The industrial action comes as the Government faces a wave of winter strikes and walk-outs, amid anger about pay and the impact of inflation.
Mr Barclay has repeatedly been accused by the RCN of failing to properly engage in talks with nurses, even as he insists that his “door remains open”.
Ms Cullen, who represents hundreds of thousands of nurses, hit out at the Health Secretary in an interview with The Guardian.
“I’m a woman negotiating for a 90% female profession that is trying to operate with a Government that’s particularly macho and tends to operate with a bullyboy tactic,” she said.
“Perhaps that’s the reason why we can’t get moving forward. By refusing to negotiate Steve Barclay is ignoring nurses and ignoring me.
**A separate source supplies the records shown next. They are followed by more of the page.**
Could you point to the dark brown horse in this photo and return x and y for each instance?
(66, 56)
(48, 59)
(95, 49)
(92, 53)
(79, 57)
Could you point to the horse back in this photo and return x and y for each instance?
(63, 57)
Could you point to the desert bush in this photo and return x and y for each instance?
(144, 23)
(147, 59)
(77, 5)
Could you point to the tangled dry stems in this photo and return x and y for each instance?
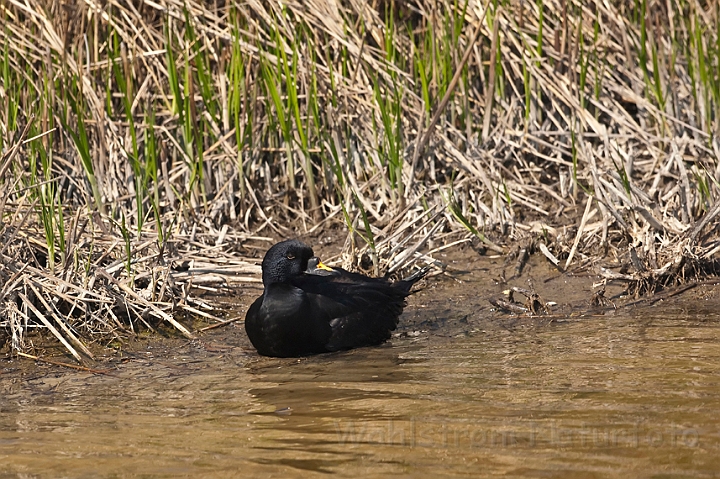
(144, 145)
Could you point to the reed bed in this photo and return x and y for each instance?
(146, 145)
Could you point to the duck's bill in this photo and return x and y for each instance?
(316, 267)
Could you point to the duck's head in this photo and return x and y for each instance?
(285, 260)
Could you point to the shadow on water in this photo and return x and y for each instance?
(460, 391)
“I think there’s an issue here with us being female. I ask myself, would that [refusal to negotiate] be different if it was a 90% male profession and I was a male? I truly believe it would be. I think we’d be treated differently.”
Nurses and other nursing staff will take action at half of the locations in England where the legal mandate was reached for strikes, every NHS employer except one in Wales and throughout Northern Ireland.
The RCN has said that despite this year’s pay award of £1,400, experienced nurses are worse off by 20% in real terms due to successive below-inflation awards since 2010.
The union is calling for a pay rise of 5% above RPI inflation.
The Health Secretary has repeatedly insisted that the concerns raised by trade unions are not simply about pay and said that the Government was moving to improve conditions for workers in other areas.
A Department of Health spokesperson said that Mr Barclay has the “utmost” respect for nurses.
But Ms Cullen told The Guardian that the Government is taking “female work” for granted.
She said: “Nurses showed the importance of care during the pandemic, the importance of being with a patient at their real hour of need, the importance of being there to hold their hand and see them leave this world and say: ‘It’s OK, we’ll be here.’
“That’s all perceived by those people, by those men, as female jobs, female work, and that they can treat us like that.”
She also promised that she would not “dig in” if the Government showed some movement.
She said: “It seems this Government won’t negotiate with a nurse. That’s unfortunate.
“Everything is on the table and negotiations will inevitably involve some give and take on each side. I won’t dig in if they won’t dig in.
“But they need to come to the table with me.”
A Department of Health spokesperson said: “The Health and Social Care Secretary has the utmost respect for nurses and is hugely grateful for the dedication of all NHS staff.
“Ministers have had constructive talks with unions, including the RCN, on how we can make the NHS a better place to work – and have been clear the door remains open for further talks.
“These are extremely challenging times, we have accepted the recommendations of the independent NHS Pay Review Body in full and have given over one million NHS workers a pay rise of at least £1,400 this year.
“This is on top of a 3% pay increase last year when public sector pay was frozen and wider government support with the cost of living.”